Flynn, a researcher based in New Zealand, this month told Australia's ABC News that women had "closed the gap and even inched ahead in this battle of the intelligent sexes" for the first time in a century.
"Over the last 100 years, everyone in the developing world has been gaining about three IQ points, but women have been gaining faster," he told the government-owned broadcaster. "This is the result of modernity. In every country where women have an equal chance of modernity, women have caught men [in IQ results]."
But back to investing, and why we are better at it. According to a research report by Barclays Wealth and Ledbury Research, women make money from financial markets because they take fewer risks. Women also hold on to their stocks longer, rather than constantly trading or selling them in a panic, a trait often seen with men.
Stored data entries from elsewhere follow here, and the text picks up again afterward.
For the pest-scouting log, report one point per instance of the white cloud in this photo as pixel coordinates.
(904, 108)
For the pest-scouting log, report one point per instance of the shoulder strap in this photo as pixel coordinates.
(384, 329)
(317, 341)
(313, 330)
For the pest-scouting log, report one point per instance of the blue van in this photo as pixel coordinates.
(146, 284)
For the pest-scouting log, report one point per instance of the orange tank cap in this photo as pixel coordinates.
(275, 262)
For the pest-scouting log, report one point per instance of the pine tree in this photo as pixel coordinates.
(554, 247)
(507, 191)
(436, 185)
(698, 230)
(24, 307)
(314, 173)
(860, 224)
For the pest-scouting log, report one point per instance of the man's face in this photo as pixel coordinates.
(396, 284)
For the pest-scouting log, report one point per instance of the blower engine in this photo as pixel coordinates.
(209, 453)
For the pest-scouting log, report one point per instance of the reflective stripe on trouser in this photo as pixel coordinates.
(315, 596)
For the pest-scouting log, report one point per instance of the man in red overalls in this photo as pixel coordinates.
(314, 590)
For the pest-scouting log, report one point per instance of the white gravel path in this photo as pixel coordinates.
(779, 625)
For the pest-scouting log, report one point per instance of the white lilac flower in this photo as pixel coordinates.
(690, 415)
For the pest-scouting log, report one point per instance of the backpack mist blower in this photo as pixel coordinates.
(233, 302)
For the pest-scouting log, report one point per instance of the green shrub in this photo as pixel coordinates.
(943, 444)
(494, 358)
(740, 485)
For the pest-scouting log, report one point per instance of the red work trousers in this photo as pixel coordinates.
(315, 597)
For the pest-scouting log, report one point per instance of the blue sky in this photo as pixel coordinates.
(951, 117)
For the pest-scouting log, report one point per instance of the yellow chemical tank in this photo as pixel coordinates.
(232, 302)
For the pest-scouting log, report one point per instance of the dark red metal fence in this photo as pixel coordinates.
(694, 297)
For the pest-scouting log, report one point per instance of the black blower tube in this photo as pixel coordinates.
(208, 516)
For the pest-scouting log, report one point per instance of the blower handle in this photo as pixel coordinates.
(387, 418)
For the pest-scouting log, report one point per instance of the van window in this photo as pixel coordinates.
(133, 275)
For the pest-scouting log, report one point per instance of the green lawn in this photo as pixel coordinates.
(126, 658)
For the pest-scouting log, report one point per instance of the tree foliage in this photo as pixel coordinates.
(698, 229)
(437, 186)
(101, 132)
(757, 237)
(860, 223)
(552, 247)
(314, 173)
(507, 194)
But here's what is interesting. The report says many women lack confidence and composure when it comes to investing, but they still manage to make bigger profits. "Women reported a greater desire for self-control in their approach to financial management," the report says.
"This relationship can be explained in part by lower composure in women; women are likely to get stressed more easily and their awareness partially accounts for their greater desire for financial discipline.
"However, it is men who actually have a greater need for discipline when it comes to investment management as they tend to be overconfident in investing, leading to lower returns."
I'm not the only one who thinks women are smart investors.
LouAnn Lofton, who works for The Motley Fool, an investing Web site based in London, is the author of Warren Buffett Invests Like a Girl And Why You Should Too. Clearly, she's a strong proponent of the staying power of women and their ability to grow their money.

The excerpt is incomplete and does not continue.